Motiv ist noch unklar
Zahl der Toten nach Anschlag im irakischen Hilla auf 40 gestiegen

Bei einem Autobomben-Anschlag am Samstag in der irakischen Stadt Hilla sind nach Angaben des US-Militärs 40 Menschen getötet worden. Zuvor war von 17 Toten die Rede gewesen.

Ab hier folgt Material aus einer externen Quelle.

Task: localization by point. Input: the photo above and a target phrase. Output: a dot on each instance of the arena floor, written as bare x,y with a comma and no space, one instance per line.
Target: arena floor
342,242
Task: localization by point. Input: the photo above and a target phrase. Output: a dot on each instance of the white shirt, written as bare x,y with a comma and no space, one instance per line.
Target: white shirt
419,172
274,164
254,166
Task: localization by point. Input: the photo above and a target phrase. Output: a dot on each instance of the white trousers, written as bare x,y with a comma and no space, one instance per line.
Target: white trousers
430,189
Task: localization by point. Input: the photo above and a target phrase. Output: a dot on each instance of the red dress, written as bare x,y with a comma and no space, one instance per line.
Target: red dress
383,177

HB BERLIN. Die Zahl der Toten nach dem Bombenanschlag in der südirakischen Stadt Hilla sind auf 40 gestiegen. Diese Zahl nannte ein Sprecher des US-Militärs in Bagdad. Zuletzt war von 17 Toten und 40 Verletzten die Rede gewesen.

Laut einem Bericht des arabischen Senders Al Dschasira wurden 22 weitere Iraker bei dem Anschlag verletzt. Das Auto explodierte auf einer Strasse im Zentrum der Stadt. Für ein Motiv gab es zunächst keine Anhaltspunkte. Auch war zunächst unklar, ob die Explosion durch einen Selbstmordattentäter ausgelöst worden war.

Das US-Militär bestätigte lediglich, der Anschlag sei vermutlich mit einer Autobombe verübt worden. Ein Sprecher der in Hilla stationierten, von Polen kommandierten Streitkräfte sagte, die Opfer seien höchstwahrscheinlich ausnahmslos Zivilisten.

Hilla liegt südlich von Bagdad. Dort war es in den vergangenen Monaten immer wieder zu Angriffen auf US-Konvois, irakische Polizisten, Kommunalpolitiker oder Ausländer gekommen.